Every time the Hulk asked a question, I wanted to shoot my hand up like Hermione Grainger but I realized he was asking the kids, not me. "Do you know what rudimental means?" "When I say fluid, do you know what I mean by that?" (Turns out the younger thought he meant water). The only time I almost interrupted was when he asked if they knew what etiquette - pronounced eticwette - meant. I bit my pedantic tongue and carried on throwing myself around. If only I'd read the flyer properly. After "Women and men", it said "(13-60)".
I was in the plank position when given instruction to lift my right arm off the floor. When the Hulk repeated the instruction I replied, "I know, I'm trying but I can't".
That word doesn't exist in Judo he tells me.
"Ok, I tried but I couldn't". Nah, he was having none of that defeatist attitude.
My head was banging from the continual times I landed badly without letting my neck roll gently.

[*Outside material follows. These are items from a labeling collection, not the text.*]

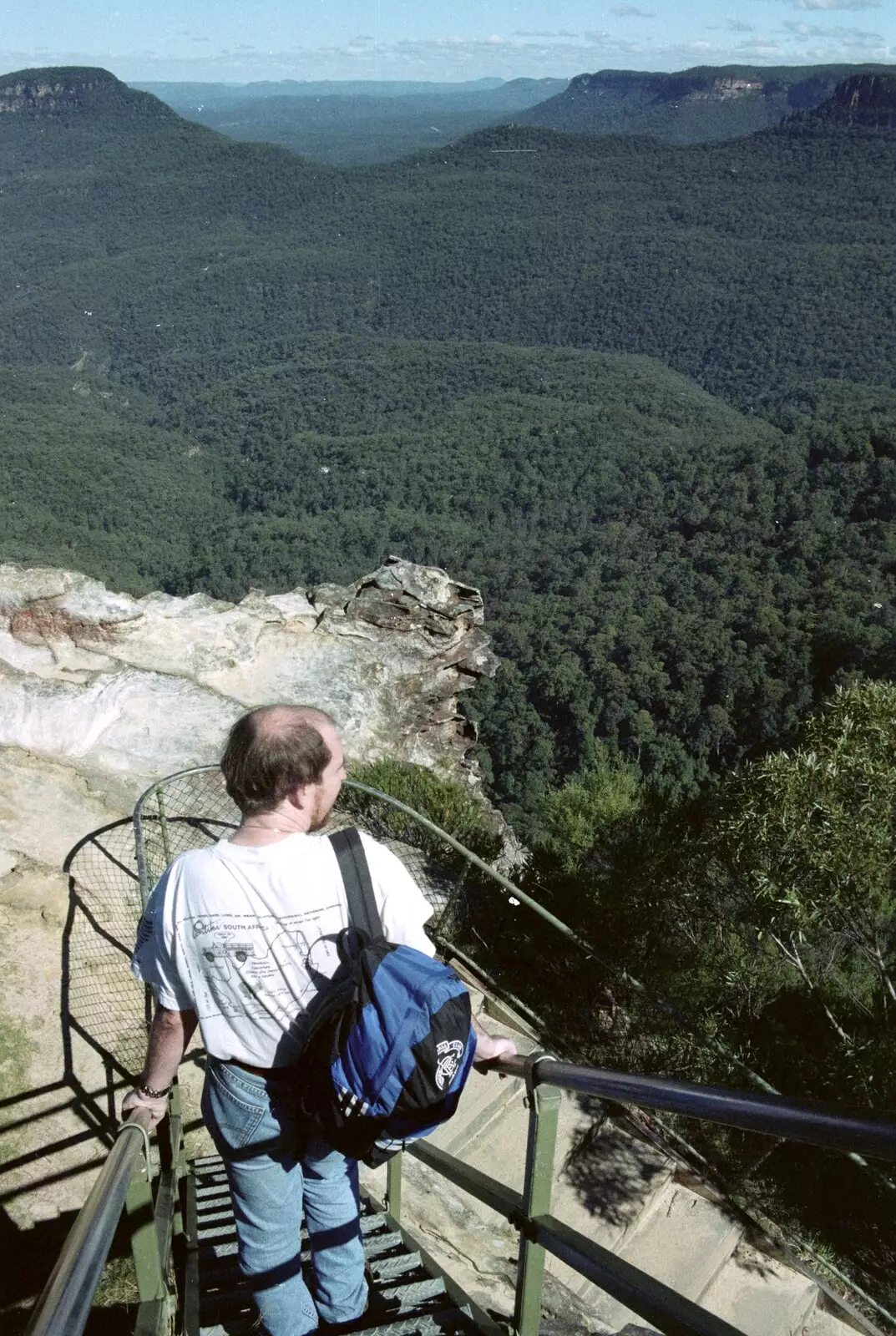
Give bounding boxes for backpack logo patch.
[435,1040,463,1091]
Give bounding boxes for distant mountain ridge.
[784,73,896,129]
[515,65,894,144]
[0,65,178,120]
[131,78,568,165]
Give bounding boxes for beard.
[308,793,335,835]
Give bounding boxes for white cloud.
[793,0,880,9]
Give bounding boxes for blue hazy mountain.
[515,65,894,144]
[135,78,568,164]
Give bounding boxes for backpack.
[295,830,475,1166]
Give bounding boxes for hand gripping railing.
[386,1053,896,1336]
[25,1085,185,1336]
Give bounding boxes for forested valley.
[0,63,896,1304]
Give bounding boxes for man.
[122,706,515,1336]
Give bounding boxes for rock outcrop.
[0,557,494,802]
[0,557,495,1227]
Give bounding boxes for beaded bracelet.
[138,1085,171,1100]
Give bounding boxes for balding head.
[220,706,338,817]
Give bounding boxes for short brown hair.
[220,706,335,817]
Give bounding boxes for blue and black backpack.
[296,830,475,1165]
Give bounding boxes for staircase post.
[514,1053,561,1336]
[386,1151,402,1225]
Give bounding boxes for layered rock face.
[0,557,495,1225]
[0,559,494,799]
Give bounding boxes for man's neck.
[231,811,307,846]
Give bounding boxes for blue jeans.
[201,1057,367,1336]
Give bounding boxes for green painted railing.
[25,1084,187,1336]
[27,767,896,1336]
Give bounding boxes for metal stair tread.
[196,1156,477,1336]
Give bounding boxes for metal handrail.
[25,1109,149,1336]
[488,1054,896,1160]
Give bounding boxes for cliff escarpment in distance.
[514,65,888,144]
[0,71,896,811]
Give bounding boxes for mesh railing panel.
[135,770,475,933]
[63,819,147,1084]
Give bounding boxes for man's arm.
[122,1006,196,1127]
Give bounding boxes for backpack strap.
[327,827,383,942]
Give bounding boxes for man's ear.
[286,784,312,812]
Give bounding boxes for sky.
[0,0,896,83]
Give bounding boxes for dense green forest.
[0,71,896,812]
[0,69,896,1305]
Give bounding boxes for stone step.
[578,1178,744,1331]
[620,1180,744,1300]
[800,1304,858,1336]
[700,1242,818,1336]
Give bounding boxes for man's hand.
[122,1005,196,1127]
[473,1026,517,1069]
[122,1091,168,1131]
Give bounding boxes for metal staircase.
[15,768,896,1336]
[185,1156,498,1336]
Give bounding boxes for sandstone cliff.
[0,557,495,1225]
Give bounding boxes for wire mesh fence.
[63,817,147,1084]
[134,768,468,935]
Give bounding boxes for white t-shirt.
[131,832,435,1067]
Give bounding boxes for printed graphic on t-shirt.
[178,904,339,1025]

With every grapple the Hulk reminded us why we'd been told to wear something we didn't mind getting ripped. My mind jumped back to my hopeful prospects of meeting men having me in the hold. This was not what I had envisaged at all.
The Hulk looked much like a gorilla every time he took the kneeling stance - though confusingly, he wasn't kneeling at all he was squatting (or scwatting if you prefer). When the Hulk told us the name of the evening's final manoeuvre, I couldn't stop singing Adele's Bond theme.
Being held in a scarf hold by two pubescent boys (not at the same time I hasten to add) is somewhat inappropriate. It involves being pinned down, with your arm tucked under their armpit, their other arm is around your neck whilst their head is buried next to yours. The youngest almost strangled me by mistake; at least I hope it was a mistake. At first I didn't try as hard as I could to get out of the Skyfall but when I did, I was stunned and humiliated to find I couldn't.
Except there is no such word as couldn't in Judo.
Disclaimer: This piece is based on actual events. In certain cases incidents, characters and timelines have been changed for dramatic purposes. Certain characters - including myself - may be entirely fictitious.